Famous Quotes from WITNESS FOR THE PROSECUTION
Sir Wilfrid (Charles Laughton): "The wheels of justice grind slowly, but they grind finely."
Miss Plimsoll (Elsa Lanchester): "Teeny weeny flight of steps, Sir Wilfrid, we mustn't forget we've had a teeny weeny heart attack."
Sir Wilfrid: "If you were a woman, Miss Plimsoll, I would strike you."
Servant: "Sorry, Sir Wilfrid, but Miss Plimsoll has issued an ultimatum. If you are not in bed in one minute, she will resign."
Sir Wilfrid: "Splendid. Give her a month's pay and kick her down the stairs."
Christine Vole (Marlene Dietrich): "I never faint because I am not sure that I will fall gracefully, and I never use smelling salts because they puff up the eyes."
Janet McKenzie (Una O'Connor): "Perhaps you can help me, your Lordship. Six months, I have applied for my hearing aid and I am still waiting for it."
Judge (Francis Compton): "My dear Madame.

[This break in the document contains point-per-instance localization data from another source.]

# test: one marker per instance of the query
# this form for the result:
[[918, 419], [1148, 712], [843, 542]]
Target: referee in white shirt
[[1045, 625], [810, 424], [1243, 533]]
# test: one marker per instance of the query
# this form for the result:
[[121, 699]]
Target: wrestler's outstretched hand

Considering the rubbish that is being taught nowadays, you are missing very little."
Leonard Vole (Tyrone Power): "But this is England, where I thought you never arrest, let alone convict, people for crimes they have not committed."
Sir Wilfrid: "We try not to make a habit of it."
Sir Wilfrid: "I am constantly surprised that women's hats do not provoke more murders."
Cockney Woman (displaying her scarred face to the prosecutor): "Wanna kiss me, ducky?"